Life insurance can provide financial protection for your family and loved ones. If something were to ever happen to you, life insurance can help your beneficiaries cover expenses and meet financial obligations such as mortgage payments, legal or medical expenses, childcare, college education, and outstanding debts.
Here are some things to keep in mind when buying life insurance:
1.Determine how much life insurance you need
Every person's life insurance needs are different. A very broad rule of thumb is that your life insurance coverage should be seven to ten times your income. If you have more children or dependents that you’d want to protect, however, you’d want to consider more life insurance. Additionally, if you have outstanding credit card debt or other obligations, more life insurance can cover those costs and prevent the debt from being passed on to your beneficiaries.
2.Consider enrolling in employer sponsored insurance
If your employer offers a life insurance benefit, consider enrolling in it. The cost of a life insurance policy through work is generally more affordable than purchasing an individual policy — just a few dollars a month in many cases — and easy to buy. You don't typically need a medical exam to enroll and your employer has done the legwork of finding a quality policy to offer its employees.
3.Think about supplementing your employee benefit
Your employee benefits package through work is a good place to start but may not meet all your needs. Know how much your workplace benefit covers. If it's not enough based on your personal estimate, you may want to consider supplementing it. Talk to a financial professional for advice on what coverage you may need and be prepared for a medical exam as part of the routine enrollment process for individual life insurance.

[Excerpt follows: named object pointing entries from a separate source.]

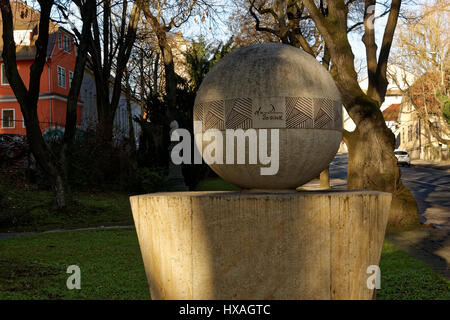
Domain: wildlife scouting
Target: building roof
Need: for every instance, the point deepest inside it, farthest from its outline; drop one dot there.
(27, 18)
(391, 112)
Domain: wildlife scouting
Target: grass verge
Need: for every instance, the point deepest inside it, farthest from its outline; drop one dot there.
(34, 267)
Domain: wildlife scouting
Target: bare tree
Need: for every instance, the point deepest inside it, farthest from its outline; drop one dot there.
(164, 16)
(422, 49)
(28, 97)
(108, 49)
(321, 29)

4.Review your life insurance policy yearly
As things change in your life, your life insurance needs will too. Review your life insurance policy every year to help ensure that your coverage is still adequate and that your beneficiaries are still accurately listed. If you've experienced a life milestone like getting married, having a baby, or buying a home in the last year, you'll want to make sure your family and loved ones continue to be adequately protected.